5 he saved us because of his mercy, not because of righteous things we had done. He did it through the washing of new birth and the renewing by the Holy Spirit, 6 which God poured out upon us generously through Jesus Christ our savior.
This text is one of the core foundations of our theological beliefs as Methodists YET, I’d argue, one of the most difficult to live into. God’s love is a gift, given without a price. Our culture is focused on doing and achieving. What’s one of the first questions you ask someone when you meet them? “So, what do you do for a living?” – as if our identity is created by what it is we do. For the record, people often get super weird when I respond with, “pastor”.

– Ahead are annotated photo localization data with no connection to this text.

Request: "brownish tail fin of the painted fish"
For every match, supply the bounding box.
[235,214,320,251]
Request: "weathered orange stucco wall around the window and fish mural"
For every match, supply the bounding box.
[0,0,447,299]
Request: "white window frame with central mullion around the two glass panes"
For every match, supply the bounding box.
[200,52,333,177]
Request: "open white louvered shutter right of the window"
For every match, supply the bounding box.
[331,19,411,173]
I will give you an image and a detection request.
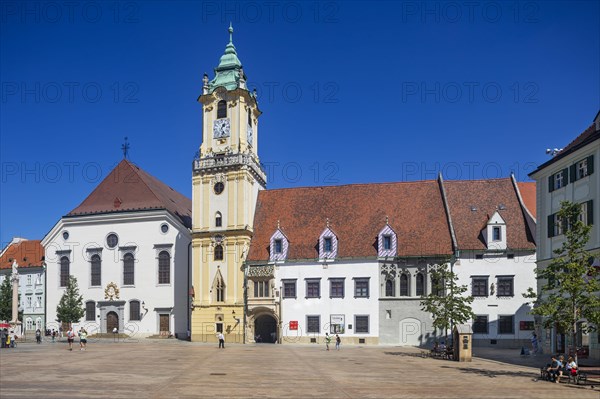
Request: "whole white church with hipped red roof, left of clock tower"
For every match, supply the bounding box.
[42,159,191,338]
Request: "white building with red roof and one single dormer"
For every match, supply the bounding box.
[443,177,537,347]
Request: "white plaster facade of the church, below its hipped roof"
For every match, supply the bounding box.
[43,210,191,338]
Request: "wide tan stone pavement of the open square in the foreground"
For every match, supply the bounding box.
[0,340,600,399]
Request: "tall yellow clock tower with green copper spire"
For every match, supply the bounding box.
[190,26,266,342]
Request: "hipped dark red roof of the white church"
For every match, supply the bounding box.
[67,159,192,228]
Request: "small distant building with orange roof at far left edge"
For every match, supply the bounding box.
[0,238,46,337]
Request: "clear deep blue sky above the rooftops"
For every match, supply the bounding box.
[0,1,600,246]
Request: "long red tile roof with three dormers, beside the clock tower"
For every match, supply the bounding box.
[247,180,452,261]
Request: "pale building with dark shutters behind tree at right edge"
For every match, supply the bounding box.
[530,112,600,359]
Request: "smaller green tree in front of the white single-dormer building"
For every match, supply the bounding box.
[421,263,475,344]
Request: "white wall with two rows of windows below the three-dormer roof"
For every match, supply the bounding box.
[275,260,379,344]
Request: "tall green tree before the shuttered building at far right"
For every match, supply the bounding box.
[523,201,600,360]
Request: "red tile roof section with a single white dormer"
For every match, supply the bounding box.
[444,178,535,250]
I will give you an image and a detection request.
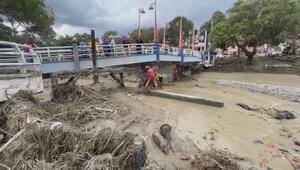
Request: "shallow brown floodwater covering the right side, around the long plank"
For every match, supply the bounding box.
[145,73,300,170]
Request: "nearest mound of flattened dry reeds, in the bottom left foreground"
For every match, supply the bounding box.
[0,122,145,170]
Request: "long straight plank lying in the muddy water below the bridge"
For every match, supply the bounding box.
[149,91,224,107]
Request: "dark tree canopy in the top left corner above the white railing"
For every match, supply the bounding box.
[0,0,55,42]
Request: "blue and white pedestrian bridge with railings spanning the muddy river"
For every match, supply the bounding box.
[0,41,213,74]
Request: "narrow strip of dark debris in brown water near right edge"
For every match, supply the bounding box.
[237,103,296,120]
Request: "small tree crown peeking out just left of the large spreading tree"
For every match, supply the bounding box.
[200,11,226,33]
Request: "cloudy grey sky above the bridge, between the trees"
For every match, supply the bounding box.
[46,0,236,36]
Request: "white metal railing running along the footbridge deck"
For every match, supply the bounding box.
[0,41,203,64]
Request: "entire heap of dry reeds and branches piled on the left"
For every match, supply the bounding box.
[0,83,146,170]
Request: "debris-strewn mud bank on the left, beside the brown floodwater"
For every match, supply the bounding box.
[0,75,239,170]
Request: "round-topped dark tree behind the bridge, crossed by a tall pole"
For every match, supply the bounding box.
[166,16,194,46]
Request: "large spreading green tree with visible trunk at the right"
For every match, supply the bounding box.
[211,0,300,64]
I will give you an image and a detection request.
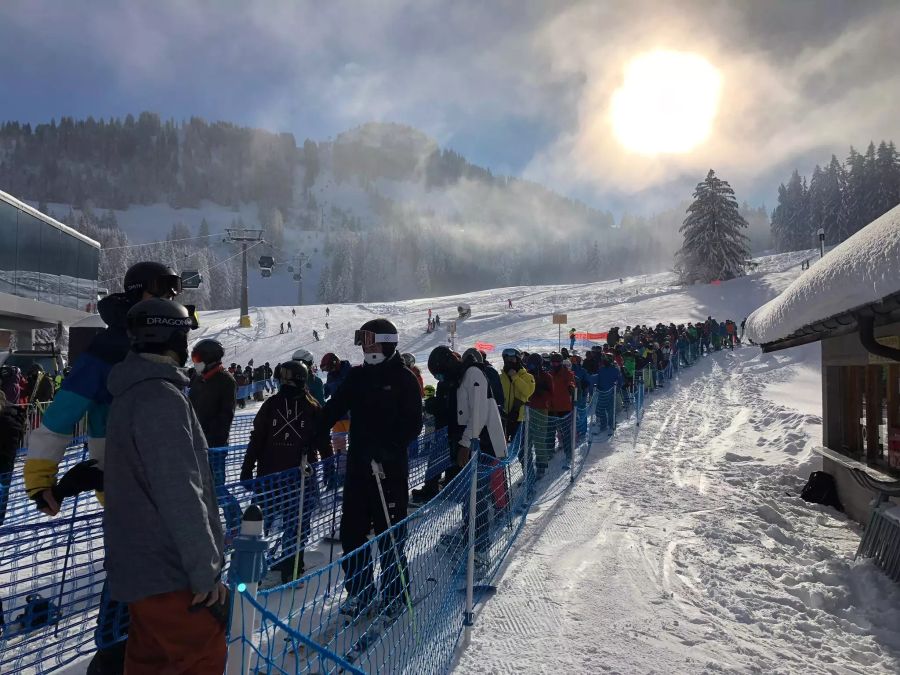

I myself have been trying to get in the habit of asking people, “so what does your life look like?” instead of about what their occupation is. The question tends to throw people off, but ultimately yields good results. Many don’t then begin by talking about what their job is. Maybe they’ll talk about a relationship they have, a hobby their passionate about or a goal they’ve been working toward. It’s actually very beautiful.
Who we are is not what we do.
Thank goodness! Because we mess up. A lot. Even when we try not to, we make mistakes. We unintentionally hurt peoples feelings. We snap at a loved one out of exhaustion. We think about ourselves before others. Even when this is what we do, it isn’t who we are. Who we are, are beloved children of God. Full stop. The things we do, and more notably, the things we do wrong, don’t define who we are.
By Rachel Callender
For Pondering & Prayer
Have you ever noticed yourself working for the purpose of proving yourself? What message do you need to hear in order to do work as a by-product of love, not to earn it? How can you share that message with someone else?
Prayer: God of Mercy, no act of righteousness we have done can ever live up to your abounding love for us. Forgive us for trying to match your love instead of spread it. Amen.